Dean Bubley's Disruptive Wireless: Another 11 UK GSM operators (provisionally)
Dean Bubley writes at Disruptive Wireless that "Ofcom's just announced its provisional list of winning bidders for its low-power GSM licences. The UK now has another 11 GSM operators (excluding O2 which already has a normal licence). Ofcom expects to grant the licences officially next week, subject to payment of the licence fees by this Friday." Bubley notes only two companies didn't make the cut - Zynetix and Orange. Here are Bubley's predictions on what will happen:
- the price for making GSM calls when users are not actually "mobile" but nomadic (ie at home/work) will plummet. This has already happened up to a point, but will now accelerate further, especially given other initiatives like dual-mode Fusion-type service launches and (probably) Genion-style HomeZones
- we're going to see businesses exert a much greater level of power over mobile operators. If large enterprises and government bodies have a choice of 16 mobile operators (and probably countless MVNOs), it seems very likely that corporate cellular tariffs will cease to be such a burden on CIOs' telecom budgets.
- it wouldn't surprise me if various other operators around Europe and elsewhere start to do the same thing & instigate low-power GSM regimes themselves
- it'll probably take longer to get things up and running than everyone expects. There will be technical glitches and delays in network rollout, service development and (as always) user experience tuning. For example, does anyone know what happens when a phone's "network selection" menu has 10+ options shown?

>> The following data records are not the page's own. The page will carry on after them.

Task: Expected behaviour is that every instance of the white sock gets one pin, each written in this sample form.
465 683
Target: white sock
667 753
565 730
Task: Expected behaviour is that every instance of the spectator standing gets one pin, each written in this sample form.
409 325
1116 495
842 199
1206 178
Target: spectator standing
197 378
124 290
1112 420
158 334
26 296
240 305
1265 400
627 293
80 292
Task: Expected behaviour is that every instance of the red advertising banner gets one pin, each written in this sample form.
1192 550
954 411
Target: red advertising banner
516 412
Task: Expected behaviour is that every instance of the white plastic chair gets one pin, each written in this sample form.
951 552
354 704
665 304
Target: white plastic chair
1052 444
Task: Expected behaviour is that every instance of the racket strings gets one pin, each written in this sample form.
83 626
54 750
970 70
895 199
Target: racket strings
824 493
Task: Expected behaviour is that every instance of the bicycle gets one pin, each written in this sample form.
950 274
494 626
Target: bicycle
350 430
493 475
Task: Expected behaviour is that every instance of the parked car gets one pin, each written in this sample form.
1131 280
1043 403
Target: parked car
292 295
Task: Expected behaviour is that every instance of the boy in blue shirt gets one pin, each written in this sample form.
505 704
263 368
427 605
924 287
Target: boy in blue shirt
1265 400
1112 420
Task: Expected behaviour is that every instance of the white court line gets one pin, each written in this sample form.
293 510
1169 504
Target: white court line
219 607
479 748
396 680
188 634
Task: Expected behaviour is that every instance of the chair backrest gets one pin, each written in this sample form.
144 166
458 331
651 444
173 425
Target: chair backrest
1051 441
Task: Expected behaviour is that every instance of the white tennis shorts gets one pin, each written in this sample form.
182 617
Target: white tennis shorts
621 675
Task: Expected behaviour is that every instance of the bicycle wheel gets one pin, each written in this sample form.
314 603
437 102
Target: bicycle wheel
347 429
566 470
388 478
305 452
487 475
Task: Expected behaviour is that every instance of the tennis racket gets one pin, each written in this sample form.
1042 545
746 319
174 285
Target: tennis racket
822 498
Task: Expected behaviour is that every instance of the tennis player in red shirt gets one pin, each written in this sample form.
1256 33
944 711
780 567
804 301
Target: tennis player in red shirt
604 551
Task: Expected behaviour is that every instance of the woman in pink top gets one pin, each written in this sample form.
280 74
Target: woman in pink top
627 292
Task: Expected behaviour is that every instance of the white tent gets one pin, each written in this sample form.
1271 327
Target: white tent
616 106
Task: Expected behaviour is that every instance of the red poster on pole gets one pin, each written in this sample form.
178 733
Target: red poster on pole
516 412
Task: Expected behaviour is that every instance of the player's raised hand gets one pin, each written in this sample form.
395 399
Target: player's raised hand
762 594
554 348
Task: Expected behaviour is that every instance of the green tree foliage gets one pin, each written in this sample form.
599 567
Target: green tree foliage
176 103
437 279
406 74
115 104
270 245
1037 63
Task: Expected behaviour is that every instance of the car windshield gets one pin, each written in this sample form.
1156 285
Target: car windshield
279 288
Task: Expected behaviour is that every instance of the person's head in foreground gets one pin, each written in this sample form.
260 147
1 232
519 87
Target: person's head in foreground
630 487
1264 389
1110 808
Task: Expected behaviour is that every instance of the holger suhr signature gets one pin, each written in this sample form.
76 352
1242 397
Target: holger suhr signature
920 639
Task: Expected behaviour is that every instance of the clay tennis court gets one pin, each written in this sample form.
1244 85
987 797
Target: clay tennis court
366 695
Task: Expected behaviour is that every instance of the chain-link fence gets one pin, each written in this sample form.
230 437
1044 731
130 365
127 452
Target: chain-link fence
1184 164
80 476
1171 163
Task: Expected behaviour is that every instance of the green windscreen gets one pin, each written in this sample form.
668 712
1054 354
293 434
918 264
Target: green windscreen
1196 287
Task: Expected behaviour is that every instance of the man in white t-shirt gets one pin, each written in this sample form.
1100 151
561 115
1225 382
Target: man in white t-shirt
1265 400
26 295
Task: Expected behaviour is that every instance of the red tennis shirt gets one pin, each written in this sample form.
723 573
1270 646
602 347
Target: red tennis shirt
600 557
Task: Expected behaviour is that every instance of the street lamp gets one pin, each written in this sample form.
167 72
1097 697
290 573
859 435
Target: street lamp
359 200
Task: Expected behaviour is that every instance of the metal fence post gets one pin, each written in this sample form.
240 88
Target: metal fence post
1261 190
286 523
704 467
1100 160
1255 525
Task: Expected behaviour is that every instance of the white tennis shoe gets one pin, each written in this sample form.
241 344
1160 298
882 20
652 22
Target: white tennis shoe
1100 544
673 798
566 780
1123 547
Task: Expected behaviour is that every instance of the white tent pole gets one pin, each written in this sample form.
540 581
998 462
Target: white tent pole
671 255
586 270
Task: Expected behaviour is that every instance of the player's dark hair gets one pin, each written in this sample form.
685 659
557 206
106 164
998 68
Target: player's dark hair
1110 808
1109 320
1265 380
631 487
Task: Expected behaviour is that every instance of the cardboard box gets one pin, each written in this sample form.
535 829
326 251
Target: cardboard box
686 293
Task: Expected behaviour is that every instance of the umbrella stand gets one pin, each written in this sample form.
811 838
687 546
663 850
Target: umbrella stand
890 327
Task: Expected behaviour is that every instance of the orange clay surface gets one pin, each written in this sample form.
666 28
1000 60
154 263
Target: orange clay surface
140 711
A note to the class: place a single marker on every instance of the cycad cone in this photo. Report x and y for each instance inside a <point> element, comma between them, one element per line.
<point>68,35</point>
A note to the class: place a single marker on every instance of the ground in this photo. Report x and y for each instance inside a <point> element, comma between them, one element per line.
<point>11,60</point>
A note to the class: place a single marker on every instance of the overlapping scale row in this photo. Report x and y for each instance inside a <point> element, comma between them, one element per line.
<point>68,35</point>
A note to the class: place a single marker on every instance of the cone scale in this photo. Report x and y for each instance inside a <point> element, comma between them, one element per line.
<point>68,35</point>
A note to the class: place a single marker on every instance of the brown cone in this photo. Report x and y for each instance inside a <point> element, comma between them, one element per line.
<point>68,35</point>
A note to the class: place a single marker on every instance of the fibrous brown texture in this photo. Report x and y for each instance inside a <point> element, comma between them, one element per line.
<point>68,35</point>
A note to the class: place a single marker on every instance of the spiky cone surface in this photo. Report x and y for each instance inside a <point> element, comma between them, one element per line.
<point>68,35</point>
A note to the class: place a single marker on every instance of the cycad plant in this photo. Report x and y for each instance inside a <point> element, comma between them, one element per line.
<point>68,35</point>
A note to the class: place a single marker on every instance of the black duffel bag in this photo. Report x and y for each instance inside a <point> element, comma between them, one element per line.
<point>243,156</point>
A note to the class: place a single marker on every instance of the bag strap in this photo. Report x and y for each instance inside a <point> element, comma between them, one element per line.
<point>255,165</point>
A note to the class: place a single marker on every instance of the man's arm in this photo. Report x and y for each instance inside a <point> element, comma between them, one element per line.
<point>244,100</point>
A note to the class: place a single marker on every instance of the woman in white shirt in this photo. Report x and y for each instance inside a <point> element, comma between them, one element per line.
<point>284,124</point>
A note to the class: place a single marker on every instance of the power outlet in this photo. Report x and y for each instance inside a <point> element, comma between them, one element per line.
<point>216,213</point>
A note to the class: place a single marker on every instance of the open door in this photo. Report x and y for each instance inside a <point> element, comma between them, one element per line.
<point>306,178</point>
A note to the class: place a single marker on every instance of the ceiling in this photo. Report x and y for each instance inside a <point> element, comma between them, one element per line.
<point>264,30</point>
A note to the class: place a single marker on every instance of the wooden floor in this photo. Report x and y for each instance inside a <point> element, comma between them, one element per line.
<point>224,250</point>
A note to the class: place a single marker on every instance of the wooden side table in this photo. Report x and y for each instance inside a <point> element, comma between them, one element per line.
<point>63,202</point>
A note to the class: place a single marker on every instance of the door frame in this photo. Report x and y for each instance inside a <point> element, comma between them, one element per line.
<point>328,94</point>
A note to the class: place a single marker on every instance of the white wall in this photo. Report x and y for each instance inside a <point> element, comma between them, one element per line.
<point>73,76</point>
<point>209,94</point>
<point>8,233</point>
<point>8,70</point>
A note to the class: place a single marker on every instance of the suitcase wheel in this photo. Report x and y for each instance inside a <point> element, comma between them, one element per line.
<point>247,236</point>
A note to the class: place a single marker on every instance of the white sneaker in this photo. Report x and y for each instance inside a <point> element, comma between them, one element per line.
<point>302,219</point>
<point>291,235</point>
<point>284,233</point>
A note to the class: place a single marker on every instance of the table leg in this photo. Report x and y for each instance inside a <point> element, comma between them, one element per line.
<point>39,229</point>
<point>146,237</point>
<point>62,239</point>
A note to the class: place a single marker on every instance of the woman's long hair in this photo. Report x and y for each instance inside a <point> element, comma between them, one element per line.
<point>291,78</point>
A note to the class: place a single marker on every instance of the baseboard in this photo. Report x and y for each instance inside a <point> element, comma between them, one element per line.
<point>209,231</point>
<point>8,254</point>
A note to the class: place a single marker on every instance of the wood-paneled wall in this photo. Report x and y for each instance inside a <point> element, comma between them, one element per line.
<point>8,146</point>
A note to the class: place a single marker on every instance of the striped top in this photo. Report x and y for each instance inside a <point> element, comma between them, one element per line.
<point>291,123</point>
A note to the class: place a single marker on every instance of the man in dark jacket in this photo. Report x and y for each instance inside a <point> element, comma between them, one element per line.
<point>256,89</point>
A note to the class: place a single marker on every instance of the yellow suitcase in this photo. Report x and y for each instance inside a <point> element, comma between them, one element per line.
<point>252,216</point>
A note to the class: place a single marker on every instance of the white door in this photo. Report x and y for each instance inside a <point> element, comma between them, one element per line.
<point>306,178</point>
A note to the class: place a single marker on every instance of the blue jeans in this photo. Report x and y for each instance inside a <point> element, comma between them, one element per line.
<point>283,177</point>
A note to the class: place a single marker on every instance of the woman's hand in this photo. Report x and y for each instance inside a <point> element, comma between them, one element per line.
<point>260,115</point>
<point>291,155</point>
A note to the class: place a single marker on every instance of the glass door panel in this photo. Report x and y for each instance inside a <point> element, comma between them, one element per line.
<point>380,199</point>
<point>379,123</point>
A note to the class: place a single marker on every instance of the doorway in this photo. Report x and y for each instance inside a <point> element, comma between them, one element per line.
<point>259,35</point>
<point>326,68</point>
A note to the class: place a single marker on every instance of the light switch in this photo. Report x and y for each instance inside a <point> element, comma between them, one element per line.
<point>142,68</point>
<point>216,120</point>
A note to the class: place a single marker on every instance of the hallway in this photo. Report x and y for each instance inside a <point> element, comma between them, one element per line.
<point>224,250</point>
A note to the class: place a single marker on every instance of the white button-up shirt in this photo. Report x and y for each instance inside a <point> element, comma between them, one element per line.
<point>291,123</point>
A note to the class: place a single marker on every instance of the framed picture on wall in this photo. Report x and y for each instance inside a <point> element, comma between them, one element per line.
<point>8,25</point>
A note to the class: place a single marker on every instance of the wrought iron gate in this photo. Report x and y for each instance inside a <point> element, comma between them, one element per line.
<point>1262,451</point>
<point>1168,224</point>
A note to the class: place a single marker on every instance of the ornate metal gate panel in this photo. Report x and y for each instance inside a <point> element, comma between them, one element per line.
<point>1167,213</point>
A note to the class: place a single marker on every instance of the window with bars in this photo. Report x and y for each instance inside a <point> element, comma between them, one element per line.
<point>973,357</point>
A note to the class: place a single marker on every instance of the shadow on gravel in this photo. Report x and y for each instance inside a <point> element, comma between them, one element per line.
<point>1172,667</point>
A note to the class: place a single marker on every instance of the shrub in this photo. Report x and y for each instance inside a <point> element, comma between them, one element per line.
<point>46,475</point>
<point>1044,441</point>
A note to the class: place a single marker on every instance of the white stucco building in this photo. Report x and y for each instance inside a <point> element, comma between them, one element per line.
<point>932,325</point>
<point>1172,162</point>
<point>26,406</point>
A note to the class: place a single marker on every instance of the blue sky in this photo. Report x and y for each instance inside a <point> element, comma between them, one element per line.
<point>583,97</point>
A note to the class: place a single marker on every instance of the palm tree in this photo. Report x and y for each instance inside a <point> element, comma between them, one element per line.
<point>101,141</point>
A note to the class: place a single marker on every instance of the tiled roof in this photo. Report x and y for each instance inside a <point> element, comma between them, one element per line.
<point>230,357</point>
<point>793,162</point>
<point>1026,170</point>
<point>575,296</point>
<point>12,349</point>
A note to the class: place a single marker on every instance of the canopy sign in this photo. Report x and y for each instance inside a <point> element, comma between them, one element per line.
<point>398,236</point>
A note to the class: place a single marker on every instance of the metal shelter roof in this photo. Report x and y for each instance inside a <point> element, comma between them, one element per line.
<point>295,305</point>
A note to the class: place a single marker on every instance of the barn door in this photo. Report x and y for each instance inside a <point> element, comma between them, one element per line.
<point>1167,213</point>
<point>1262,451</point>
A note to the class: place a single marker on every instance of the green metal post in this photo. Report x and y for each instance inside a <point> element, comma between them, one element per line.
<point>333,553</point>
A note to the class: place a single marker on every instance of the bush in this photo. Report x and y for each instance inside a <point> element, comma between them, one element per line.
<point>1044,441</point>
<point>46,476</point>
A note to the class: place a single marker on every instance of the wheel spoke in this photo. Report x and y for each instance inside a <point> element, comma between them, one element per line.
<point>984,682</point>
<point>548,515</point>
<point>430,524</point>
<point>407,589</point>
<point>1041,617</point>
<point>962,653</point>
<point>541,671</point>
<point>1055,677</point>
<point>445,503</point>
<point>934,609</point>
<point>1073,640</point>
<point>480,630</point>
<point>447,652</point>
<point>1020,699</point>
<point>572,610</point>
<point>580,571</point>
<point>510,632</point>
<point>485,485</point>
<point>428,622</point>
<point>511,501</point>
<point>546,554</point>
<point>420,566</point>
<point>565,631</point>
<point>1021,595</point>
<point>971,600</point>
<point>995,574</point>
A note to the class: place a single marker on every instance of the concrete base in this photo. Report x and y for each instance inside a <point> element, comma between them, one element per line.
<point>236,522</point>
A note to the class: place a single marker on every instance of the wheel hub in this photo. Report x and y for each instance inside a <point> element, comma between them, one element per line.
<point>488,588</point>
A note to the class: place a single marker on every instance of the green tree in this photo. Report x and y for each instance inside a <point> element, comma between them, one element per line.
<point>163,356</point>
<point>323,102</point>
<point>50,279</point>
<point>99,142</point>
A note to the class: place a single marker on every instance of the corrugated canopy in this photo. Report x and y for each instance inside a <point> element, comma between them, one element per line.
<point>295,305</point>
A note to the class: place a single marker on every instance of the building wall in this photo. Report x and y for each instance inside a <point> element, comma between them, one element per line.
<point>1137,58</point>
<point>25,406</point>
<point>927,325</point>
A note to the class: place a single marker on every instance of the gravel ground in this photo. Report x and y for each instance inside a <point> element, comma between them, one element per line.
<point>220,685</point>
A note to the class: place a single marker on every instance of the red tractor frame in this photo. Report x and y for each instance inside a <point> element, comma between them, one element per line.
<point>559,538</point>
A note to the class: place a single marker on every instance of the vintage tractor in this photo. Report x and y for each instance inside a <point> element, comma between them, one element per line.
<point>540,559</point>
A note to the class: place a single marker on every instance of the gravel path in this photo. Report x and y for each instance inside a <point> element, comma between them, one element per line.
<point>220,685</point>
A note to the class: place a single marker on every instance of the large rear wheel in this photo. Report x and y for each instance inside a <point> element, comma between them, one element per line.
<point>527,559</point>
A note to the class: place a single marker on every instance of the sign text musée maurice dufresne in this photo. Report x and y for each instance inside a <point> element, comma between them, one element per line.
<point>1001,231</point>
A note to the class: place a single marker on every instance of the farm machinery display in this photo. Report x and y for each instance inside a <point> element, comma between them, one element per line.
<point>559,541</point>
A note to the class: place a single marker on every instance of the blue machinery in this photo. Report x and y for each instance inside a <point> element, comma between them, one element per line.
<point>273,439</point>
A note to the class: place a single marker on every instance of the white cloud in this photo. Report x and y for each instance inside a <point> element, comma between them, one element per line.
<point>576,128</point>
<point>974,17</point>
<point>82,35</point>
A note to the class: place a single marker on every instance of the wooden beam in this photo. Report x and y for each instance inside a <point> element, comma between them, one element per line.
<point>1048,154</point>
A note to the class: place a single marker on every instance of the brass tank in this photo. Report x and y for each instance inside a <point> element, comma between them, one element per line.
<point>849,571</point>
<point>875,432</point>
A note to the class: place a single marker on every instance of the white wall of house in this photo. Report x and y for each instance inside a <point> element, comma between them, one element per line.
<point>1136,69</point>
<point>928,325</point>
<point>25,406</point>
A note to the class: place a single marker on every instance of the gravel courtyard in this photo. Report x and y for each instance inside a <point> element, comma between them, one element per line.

Were the menus even designed to cope with that many, perhaps scrolling onto another page?
- there will probably be some interesting international-oriented business models emerging here. Clearly, PLDT is going to do something with its Philippine expats, but there are other bits of cleverness that may emerge - maybe using GSM phones to dial-in to VoIP gateways, or perhaps something with innovative roaming arrangements. I have a meeting this afternoon with a roaming specialist firm, so I'll ask them.
- a lot of companies that have been ignoring picocells and femtocells are going to sit up and take notice. I'm expecting to see that type of functionality being integrated into home gateways & bits of enterprise networking
- lots of network security equipment vendors will have to get their act together. Remember the fuss a few years ago when people were plugging "rogue WiFi access points" into enterprise networks & PCs? Welcome to guerilla wireless v2.0 , only this time with cellular.